I called her just now and she said she'd changed her mind about the flowers.
"You don't want me to cancel them?"
"No."
"It's nice to have something cheerful in the room," I said, and she agreed with me. After a few minutes listening to me tell her stories about my boys, she said she was waiting for the nurse to come back because she had to talk to her. The doctor was by the day before on his rounds and she said she'd been getting instructions from Dad's father again. He's been dead for fifty years, but Mom hears him talking to her.
"He says I'm only allowed to eat mashed potatoes and graham crackers and peanut butter and I can only drink tea."
"Why does he have so much say over you, Mom?"
"He says I'm being punished because I put your Dad in this place."
"Do you ever dream about Dad?"
"Oh, not lately. Last time I dreamed about him we were dancing. Your father loved to dance."

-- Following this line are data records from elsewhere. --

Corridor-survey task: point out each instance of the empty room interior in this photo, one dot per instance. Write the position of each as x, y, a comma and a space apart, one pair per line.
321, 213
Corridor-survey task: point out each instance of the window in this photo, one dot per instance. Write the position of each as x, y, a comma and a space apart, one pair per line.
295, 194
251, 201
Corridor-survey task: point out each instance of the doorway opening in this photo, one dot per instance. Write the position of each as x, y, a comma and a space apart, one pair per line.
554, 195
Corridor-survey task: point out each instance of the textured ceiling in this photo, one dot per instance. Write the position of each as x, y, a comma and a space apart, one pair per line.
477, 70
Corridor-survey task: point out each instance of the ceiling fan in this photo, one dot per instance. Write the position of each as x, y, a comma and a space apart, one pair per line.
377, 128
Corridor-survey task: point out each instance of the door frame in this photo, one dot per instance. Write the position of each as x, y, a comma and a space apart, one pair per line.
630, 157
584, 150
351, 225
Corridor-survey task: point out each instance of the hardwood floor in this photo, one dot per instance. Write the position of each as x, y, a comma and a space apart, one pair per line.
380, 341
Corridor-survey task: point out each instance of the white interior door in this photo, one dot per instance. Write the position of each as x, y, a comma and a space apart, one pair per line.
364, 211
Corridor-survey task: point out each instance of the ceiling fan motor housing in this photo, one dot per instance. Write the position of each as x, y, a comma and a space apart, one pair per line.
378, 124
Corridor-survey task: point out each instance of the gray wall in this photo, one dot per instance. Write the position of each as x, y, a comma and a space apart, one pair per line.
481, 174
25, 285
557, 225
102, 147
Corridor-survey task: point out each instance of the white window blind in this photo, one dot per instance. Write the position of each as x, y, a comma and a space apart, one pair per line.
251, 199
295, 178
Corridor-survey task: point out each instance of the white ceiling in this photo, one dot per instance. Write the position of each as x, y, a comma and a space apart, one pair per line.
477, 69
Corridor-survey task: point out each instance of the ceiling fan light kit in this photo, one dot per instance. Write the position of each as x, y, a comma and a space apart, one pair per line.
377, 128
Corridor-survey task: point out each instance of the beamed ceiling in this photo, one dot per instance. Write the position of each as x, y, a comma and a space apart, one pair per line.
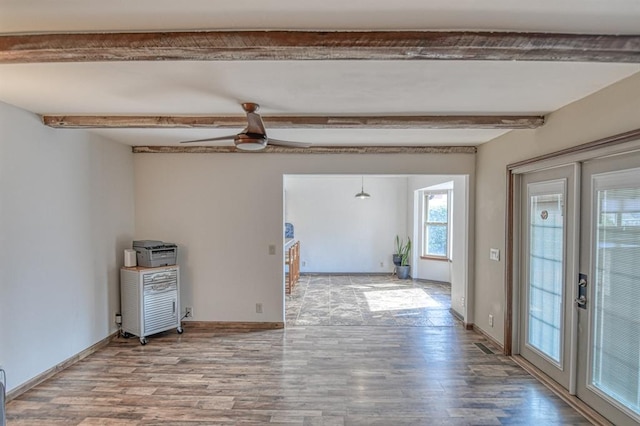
348, 77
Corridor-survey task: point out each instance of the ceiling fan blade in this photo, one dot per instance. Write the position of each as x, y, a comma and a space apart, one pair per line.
278, 142
219, 138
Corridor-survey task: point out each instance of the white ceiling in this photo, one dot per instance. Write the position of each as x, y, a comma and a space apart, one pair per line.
311, 87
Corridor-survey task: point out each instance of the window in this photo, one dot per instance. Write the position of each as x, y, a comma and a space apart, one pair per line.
435, 238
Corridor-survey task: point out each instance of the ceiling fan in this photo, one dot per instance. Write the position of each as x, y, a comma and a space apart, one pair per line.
254, 136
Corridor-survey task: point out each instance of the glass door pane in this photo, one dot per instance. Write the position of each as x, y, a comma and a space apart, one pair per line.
546, 270
615, 347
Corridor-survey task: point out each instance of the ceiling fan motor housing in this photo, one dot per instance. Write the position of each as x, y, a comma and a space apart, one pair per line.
250, 141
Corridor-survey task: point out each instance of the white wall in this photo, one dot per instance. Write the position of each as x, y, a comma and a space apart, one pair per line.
224, 210
340, 233
611, 111
66, 215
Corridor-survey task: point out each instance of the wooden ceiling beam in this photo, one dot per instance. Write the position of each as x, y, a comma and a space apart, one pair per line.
299, 122
270, 149
318, 45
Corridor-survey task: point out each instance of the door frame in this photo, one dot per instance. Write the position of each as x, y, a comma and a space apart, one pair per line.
569, 176
616, 144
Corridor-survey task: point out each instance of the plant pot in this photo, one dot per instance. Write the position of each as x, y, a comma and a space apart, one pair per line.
403, 271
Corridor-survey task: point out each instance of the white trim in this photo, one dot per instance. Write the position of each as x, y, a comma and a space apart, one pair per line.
566, 159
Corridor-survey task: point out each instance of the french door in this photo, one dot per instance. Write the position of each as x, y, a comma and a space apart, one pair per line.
548, 265
579, 292
609, 319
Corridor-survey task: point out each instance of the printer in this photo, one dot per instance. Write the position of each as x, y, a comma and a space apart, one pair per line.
152, 253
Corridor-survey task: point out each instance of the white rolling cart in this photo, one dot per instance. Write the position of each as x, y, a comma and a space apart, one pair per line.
150, 300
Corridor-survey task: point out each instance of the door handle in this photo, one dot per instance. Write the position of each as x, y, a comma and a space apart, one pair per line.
581, 300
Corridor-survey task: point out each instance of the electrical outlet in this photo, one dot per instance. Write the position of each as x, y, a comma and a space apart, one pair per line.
494, 254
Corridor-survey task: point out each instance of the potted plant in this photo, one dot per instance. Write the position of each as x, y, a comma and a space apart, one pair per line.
403, 269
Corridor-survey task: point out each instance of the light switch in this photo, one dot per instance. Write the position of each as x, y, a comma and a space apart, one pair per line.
494, 254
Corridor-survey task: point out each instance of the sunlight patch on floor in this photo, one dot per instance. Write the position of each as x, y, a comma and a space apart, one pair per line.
394, 300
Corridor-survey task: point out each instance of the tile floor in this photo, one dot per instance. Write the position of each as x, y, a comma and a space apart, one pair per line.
375, 300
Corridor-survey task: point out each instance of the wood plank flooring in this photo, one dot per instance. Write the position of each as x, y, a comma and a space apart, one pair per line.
300, 375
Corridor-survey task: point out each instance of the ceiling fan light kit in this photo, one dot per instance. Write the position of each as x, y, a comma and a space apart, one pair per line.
362, 195
254, 136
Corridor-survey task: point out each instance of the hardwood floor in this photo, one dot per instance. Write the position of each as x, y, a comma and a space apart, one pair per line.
303, 374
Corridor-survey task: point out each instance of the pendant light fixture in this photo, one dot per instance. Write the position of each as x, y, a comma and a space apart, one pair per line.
362, 195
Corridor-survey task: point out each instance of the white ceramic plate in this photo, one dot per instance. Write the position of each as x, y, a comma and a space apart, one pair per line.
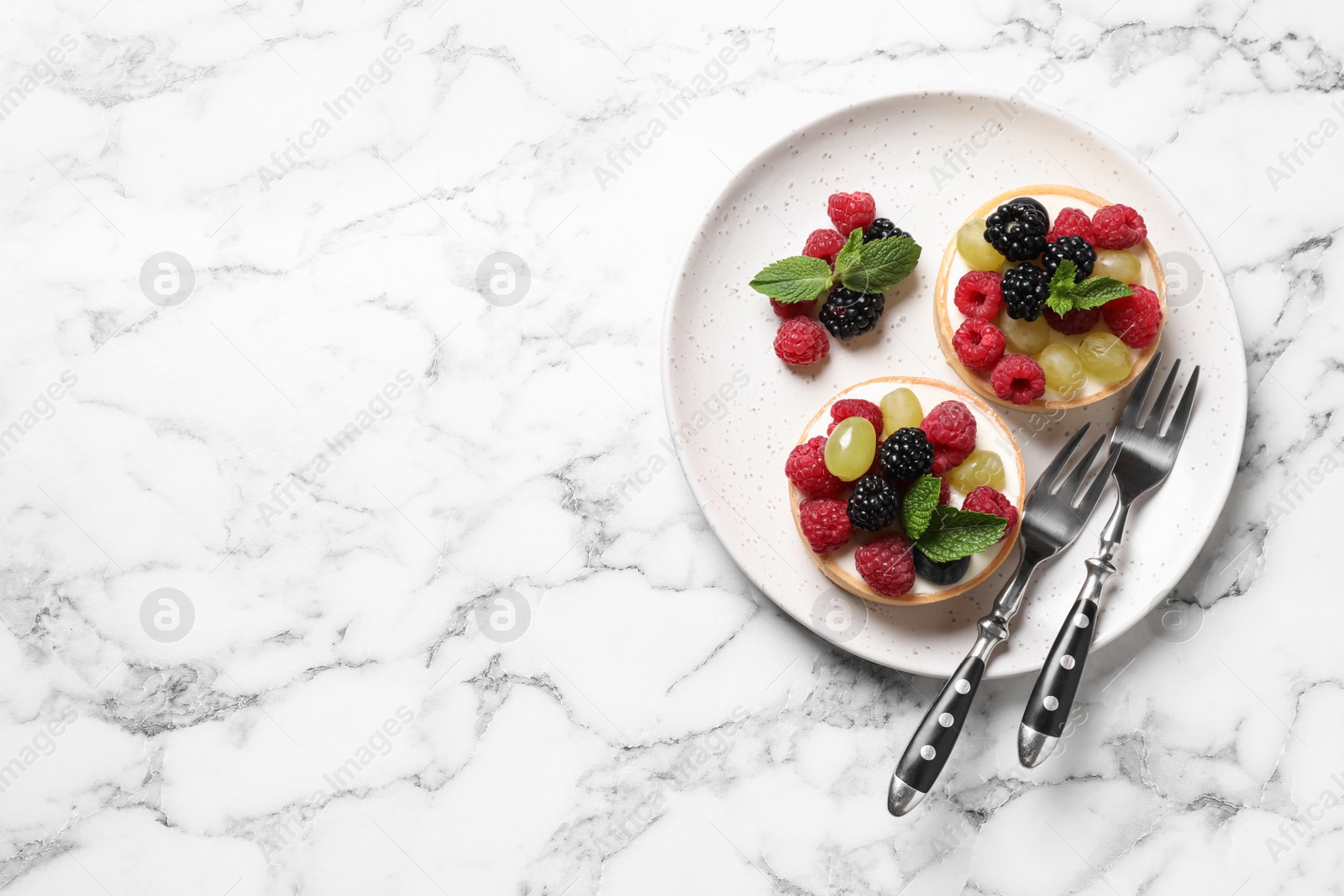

I tried to make the case that if Dad was dancing with Mom in her dreams then he was happy and had forgiven her, if she needed forgiving, but she wouldn't have any of it. "Heaven and Hell don't communicate with each other," she said, when I suggested that she ask Dad to intercede with his father on her behalf. And Onofrio, Dad's dad, is in Hell, so my mother says.
She said she'd cancelled her appointment to get a permanent today ("I'm afraid I'll have an allergic reaction to the chemicals,") but she thought maybe the stylist might have time to give her a shampoo and set. "It's nice to have someone play with your hair," I told her. Then she said she had to get ready for lunch, told me she loved me and said goodbye.